Peraltro, rammentiamo come anche nelle procedure di sfratto per morosità, laddove l'intimato non compaia o comparendo non si opponga, il Giudice è solito eseguire la verifica circa la validità del contratto di locazione e dei canoni imputati dal locatore come morosità, di talché l'eventuale canone 'in nero' viene rilevato d'ufficio.

Il Tribunale di Catanzaro conclude affermando che la nullità del prospettato patto di maggiorazione del canone, in contrasto con il canone indicato nel contratto di locazione registrato, comporta che tutti i versamenti effettuati dal conduttore, per l'importo superiore ogni mese a quello concordato, risultano privi di valida giustificazione giuridica, con conseguente accoglimento della domanda di ripetizione dell'indebito formulata da costui.

La domanda di risarcimento del danno avanzata da Caia verso Tizio viene invece rigettata per assenza di allegazione e prova in merito.

Il Tribunale osserva, in particolare, che Caia aveva dedotto in modo del tutto generico circa lo stato in cui l'appartamento era stato riconsegnato da Tizio, stato tale da renderlo del tutto invivibile e da costringere la locatrice a demolire e rifare la pavimentazione, con smaltimento in discarica di arredi ed elettrodomestici, rifacimento del bagno e sostituzione delle porte con nuova tinteggiatura.

Rileva però il Tribunale che non si comprende, dagli scritti difensivi di Caia, quali parti dell'appartamento sarebbero semidistrutte e quali arredi ed elettrodomestici risulterebbero inutilizzabili in seguito alla conduzione di Tizio.

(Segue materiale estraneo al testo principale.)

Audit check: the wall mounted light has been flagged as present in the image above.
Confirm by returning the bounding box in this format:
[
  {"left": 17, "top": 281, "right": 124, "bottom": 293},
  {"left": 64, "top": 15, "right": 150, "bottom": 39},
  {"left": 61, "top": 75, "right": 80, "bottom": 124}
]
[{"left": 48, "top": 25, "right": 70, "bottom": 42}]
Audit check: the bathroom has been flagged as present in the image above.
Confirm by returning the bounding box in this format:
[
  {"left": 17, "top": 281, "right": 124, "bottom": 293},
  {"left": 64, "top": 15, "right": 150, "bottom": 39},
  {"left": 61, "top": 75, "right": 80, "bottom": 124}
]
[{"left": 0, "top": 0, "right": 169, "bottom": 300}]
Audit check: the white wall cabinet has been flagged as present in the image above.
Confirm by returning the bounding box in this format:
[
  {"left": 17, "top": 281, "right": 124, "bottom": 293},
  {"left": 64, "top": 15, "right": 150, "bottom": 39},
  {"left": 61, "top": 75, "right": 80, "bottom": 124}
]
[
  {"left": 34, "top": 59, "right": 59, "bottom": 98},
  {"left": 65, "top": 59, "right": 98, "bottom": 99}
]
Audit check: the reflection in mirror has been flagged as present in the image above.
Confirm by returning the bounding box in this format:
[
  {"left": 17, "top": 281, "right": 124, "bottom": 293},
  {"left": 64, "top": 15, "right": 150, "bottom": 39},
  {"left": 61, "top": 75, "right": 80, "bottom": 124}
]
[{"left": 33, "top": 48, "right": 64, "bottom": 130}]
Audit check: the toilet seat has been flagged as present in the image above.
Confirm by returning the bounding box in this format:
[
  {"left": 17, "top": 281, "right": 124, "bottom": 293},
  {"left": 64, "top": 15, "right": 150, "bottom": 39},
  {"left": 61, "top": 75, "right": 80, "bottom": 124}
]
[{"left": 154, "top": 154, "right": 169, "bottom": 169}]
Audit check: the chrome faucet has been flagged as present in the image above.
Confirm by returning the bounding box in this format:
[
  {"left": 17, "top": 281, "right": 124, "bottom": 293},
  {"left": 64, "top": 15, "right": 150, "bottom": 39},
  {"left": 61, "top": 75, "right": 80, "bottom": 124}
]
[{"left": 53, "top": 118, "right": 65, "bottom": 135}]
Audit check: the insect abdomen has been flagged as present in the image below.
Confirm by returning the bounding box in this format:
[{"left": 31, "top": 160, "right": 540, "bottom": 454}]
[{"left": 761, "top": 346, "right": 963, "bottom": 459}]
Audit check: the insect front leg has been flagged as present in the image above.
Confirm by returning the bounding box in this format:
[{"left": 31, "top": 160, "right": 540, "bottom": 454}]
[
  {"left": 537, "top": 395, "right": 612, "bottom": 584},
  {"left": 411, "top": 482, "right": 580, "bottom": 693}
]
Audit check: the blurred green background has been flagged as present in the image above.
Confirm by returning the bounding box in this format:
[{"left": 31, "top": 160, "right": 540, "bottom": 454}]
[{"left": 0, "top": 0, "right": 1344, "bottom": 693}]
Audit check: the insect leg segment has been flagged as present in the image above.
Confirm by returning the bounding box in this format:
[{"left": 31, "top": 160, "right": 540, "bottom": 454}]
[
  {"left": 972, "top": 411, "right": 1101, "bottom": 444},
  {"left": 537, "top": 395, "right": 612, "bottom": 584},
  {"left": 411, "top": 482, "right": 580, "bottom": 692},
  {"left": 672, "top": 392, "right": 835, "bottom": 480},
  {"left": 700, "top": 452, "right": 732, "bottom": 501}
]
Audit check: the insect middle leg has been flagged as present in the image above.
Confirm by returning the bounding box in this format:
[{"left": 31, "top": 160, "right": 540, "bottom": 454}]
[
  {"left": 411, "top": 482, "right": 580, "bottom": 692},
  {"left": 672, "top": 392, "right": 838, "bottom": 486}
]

Le fotografie e il preventivo prodotti da Caia non suppliscono a tali mancanze, né forniscono prova, in quanto, non avendo un punto di partenza da cui discernere quali danni Tizio avrebbe causato ed a quali beni e/o ambienti dell'immobile, non è possibile 'agganciare' immagini e costi a qualcosa di empiricamente esistente.

Quanto alla ritinteggiatura dell'immobile nella sua interezza, presente come voce di costo nel preventivo, il Tribunale ribadisce che sotto tale profilo, è bene evidenziare, in conformità alla giurisprudenza della Suprema Corte, che, in materia di locazione, deve distinguersi il degrado delle pareti derivante dal normale uso del bene, che esclude ex art. 1590 c.c. qualunque obbligo risarcitorio a carico del conduttore, da quello derivante da un uso negligente della cosa.

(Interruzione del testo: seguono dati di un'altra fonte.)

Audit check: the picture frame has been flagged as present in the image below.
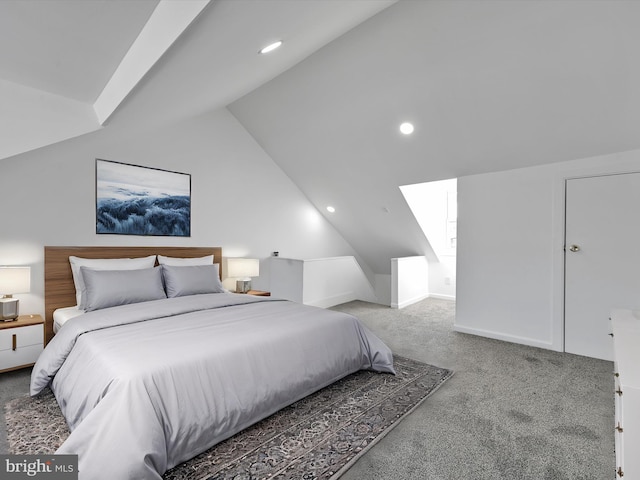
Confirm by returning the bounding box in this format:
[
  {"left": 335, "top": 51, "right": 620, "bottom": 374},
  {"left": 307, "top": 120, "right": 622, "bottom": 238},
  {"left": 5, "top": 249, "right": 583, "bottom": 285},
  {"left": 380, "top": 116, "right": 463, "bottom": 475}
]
[{"left": 96, "top": 158, "right": 191, "bottom": 237}]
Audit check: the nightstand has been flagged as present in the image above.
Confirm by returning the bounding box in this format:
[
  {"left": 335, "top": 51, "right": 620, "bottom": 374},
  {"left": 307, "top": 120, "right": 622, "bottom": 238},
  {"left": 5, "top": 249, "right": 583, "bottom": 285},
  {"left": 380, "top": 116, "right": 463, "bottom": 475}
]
[
  {"left": 247, "top": 290, "right": 271, "bottom": 297},
  {"left": 0, "top": 315, "right": 44, "bottom": 373}
]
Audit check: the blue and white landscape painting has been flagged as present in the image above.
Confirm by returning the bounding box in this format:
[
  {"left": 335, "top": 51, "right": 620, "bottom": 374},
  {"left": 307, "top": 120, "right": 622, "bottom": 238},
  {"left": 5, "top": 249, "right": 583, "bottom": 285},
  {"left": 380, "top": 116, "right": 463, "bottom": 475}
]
[{"left": 96, "top": 160, "right": 191, "bottom": 237}]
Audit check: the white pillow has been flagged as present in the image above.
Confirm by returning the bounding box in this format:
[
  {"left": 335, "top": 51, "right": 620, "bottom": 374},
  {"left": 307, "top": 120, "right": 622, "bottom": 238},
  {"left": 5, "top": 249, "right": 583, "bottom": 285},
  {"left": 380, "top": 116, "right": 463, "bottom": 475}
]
[
  {"left": 69, "top": 255, "right": 156, "bottom": 310},
  {"left": 158, "top": 255, "right": 213, "bottom": 267}
]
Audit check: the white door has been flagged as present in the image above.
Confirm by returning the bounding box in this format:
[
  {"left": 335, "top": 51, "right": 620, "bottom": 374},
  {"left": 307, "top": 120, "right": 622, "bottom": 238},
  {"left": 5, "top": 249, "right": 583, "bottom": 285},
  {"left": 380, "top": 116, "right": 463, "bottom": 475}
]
[{"left": 564, "top": 173, "right": 640, "bottom": 360}]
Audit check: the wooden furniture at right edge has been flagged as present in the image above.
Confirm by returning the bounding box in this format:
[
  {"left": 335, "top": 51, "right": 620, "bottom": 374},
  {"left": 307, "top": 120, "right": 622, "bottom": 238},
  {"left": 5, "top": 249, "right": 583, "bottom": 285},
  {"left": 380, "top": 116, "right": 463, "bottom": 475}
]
[{"left": 611, "top": 309, "right": 640, "bottom": 479}]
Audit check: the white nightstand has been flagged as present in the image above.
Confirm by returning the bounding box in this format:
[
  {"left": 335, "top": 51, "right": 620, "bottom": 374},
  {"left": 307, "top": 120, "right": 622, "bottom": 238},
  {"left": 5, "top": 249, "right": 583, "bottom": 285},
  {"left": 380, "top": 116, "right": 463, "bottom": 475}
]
[{"left": 0, "top": 315, "right": 44, "bottom": 373}]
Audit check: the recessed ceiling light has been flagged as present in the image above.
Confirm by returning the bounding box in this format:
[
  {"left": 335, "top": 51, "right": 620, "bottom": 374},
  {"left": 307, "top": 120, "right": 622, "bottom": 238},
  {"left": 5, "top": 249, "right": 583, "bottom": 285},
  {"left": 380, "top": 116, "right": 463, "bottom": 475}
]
[
  {"left": 400, "top": 122, "right": 414, "bottom": 135},
  {"left": 258, "top": 40, "right": 282, "bottom": 53}
]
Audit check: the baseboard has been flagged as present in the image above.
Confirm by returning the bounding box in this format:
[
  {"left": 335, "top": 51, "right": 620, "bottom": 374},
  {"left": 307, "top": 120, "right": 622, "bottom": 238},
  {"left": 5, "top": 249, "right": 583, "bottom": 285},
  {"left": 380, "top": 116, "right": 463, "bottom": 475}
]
[
  {"left": 391, "top": 294, "right": 429, "bottom": 308},
  {"left": 429, "top": 293, "right": 456, "bottom": 300},
  {"left": 453, "top": 324, "right": 557, "bottom": 351}
]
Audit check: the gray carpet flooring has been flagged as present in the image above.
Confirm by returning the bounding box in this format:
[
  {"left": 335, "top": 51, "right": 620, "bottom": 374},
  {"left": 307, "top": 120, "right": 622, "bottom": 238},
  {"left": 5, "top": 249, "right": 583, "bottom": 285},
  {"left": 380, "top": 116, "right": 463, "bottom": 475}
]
[{"left": 0, "top": 299, "right": 615, "bottom": 480}]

Secondo la Cassazione, «la spesa per la tinteggiatura delle pareti non può essere posta a carico del conduttore, atteso che rientra nel normale degrado d'uso il fatto che dopo un certo periodo di tempo i mobili e i quadri lasciano impronte sulle pareti con la precisazione che la clausola che obbliga il conduttore ad eliminare, al termine del rapporto, le conseguenze del deterioramento subito dalla cosa locata per il suo normale uso (nella specie, ponendo a carico del conduttore la spesa per la tinteggiatura delle pareti) deve considerarsi nulla, ai sensi della stessa L. n. 392 del 1978, art. 79 perché, addossando al conduttore una spesa di ordinaria manutenzione, che la legge pone, di regola, a carico del locatore (art. 1576 c.c.), attribuisce a quest'ultimo un vantaggio in aggiunta al canone, unico corrispettivo lecitamente pattuibile a carico del conduttore» (cfr., da ultimo, Cassazione civile, sez. III, 13/11/2019 n. 29329).

Nella vicenda in esame non sono state fornite evidenze atte a dimostrare che i muri dell'immobile fossero stati danneggiati dal conduttore o non fossero piuttosto degradati come conseguenza del normale uso dell'appartamento.